New insights into heterotopic ossification: Progenitor cells play a key role in aberrant bone formation

In a new study published in Bone Research, a team of researchers from Johns Hopkins University and colleagues, using a combination of lineage tracing and single-cell RNA sequencing (scRNA-seq), has delved into the contribution of synovial/tendon sheath progenitor cells to heterotopic bone formation.

The researchers identified a distinct population of Tppp3⁺ tendon progenitor cells that actively participated in the formation of ectopic bone in vivo. Their findings provide new insights into the intricate cellular processes driving heterotopic ossification and offer potential therapeutic targets to prevent and treat this pathological condition.

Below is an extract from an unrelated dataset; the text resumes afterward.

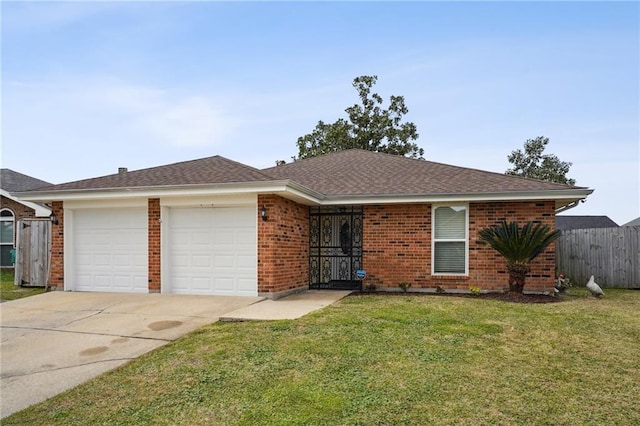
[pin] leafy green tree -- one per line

The study revealed that Tppp3⁺ progenitor cells, primarily located in the tendon sheath, rapidly expanded in response to HO induction, significantly contributing to the formation of heterotopic cartilage and bone in both tendon and joint-associated HO.

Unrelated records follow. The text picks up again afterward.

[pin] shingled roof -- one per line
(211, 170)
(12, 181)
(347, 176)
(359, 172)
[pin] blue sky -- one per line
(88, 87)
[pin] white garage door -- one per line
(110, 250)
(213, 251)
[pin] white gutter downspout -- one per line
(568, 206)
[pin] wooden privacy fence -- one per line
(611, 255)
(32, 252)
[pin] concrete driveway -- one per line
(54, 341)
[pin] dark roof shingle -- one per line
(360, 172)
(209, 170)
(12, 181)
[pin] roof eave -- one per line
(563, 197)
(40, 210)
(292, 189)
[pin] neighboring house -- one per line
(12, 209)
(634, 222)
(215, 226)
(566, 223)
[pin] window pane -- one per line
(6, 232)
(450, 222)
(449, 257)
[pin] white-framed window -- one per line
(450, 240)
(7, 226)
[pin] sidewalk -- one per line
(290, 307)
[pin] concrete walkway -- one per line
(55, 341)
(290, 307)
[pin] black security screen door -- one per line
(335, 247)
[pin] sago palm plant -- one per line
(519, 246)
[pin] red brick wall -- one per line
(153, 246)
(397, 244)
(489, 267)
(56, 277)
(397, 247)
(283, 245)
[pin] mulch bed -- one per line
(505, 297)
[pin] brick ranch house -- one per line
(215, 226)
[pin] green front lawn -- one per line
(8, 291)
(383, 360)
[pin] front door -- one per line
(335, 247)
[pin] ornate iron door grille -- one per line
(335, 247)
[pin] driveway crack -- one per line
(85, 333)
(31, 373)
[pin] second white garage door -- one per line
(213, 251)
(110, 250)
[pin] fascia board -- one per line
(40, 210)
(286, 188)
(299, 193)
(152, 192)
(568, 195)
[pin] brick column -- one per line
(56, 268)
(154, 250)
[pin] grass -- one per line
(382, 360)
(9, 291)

Transcriptomic analysis indicated that Tppp3⁺ cells possess primitive progenitor properties and may regulate HO formation by releasing soluble molecules that promote osteogenic differentiation. Under normal conditions, Tppp3-tdT⁺ cells were mainly localized in the tendon sheath with minimal activity in the tendon body.

However, upon HO induction, their numbers rapidly increased at the injury site. Tppp3 was predominantly expressed in mesenchymal cells, indicating a progenitor cell phenotype. Furthermore, scRNA-seq analysis revealed Tppp3 as an early progenitor cell marker for either tendon or osteochondral cells, offering insights into the dynamic behavior of Tppp3⁺ progenitor cells during injury.

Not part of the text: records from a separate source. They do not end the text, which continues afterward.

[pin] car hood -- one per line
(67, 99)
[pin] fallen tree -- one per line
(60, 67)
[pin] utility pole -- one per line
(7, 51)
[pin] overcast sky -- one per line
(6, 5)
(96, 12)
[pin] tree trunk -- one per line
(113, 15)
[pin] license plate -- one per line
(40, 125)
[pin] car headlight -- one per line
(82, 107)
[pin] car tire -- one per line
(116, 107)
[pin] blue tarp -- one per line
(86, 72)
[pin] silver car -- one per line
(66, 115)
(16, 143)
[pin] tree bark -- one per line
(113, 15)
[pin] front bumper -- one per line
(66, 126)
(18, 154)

These cells were found to contribute significantly to heterotopic cartilage formation during the endochondral ossification phase, with around one-fifth of cartilage cells derived from Tppp3⁺ progenitors. Additionally, Tppp3⁺ cells played a crucial role in the osseous phase of heterotopic ossification in the Achilles tendon, contributing to the osteoblastic lineage at 9 weeks after injury.

Notably, they also participated in tendon remodeling and the formation of a tendon-like matrix during the repair process. In the hip postarthroplasty HO model, Tppp3⁺ cells contributed to the formation of heterotopic cartilage in the synovium and expanded in the synovium and periosteum, acquiring an osteoprogenitor phenotype and contributing to ectopic bone formation.

The presence and contribution of Tppp3⁺ cells in human pathological samples were confirmed, highlighting the relevance of these findings to human cases of HO.

The research contributes significantly to the field of regenerative medicine and sheds light on the regulatory role of Tppp3⁺ progenitor cells in HO formation and provides valuable insights for potential therapeutic strategies to target this pathological process. The identification of this newly defined population of tendon progenitors that contribute to ectopic bone formation may pave the way for the development of novel therapeutic approaches to prevent and treat HO.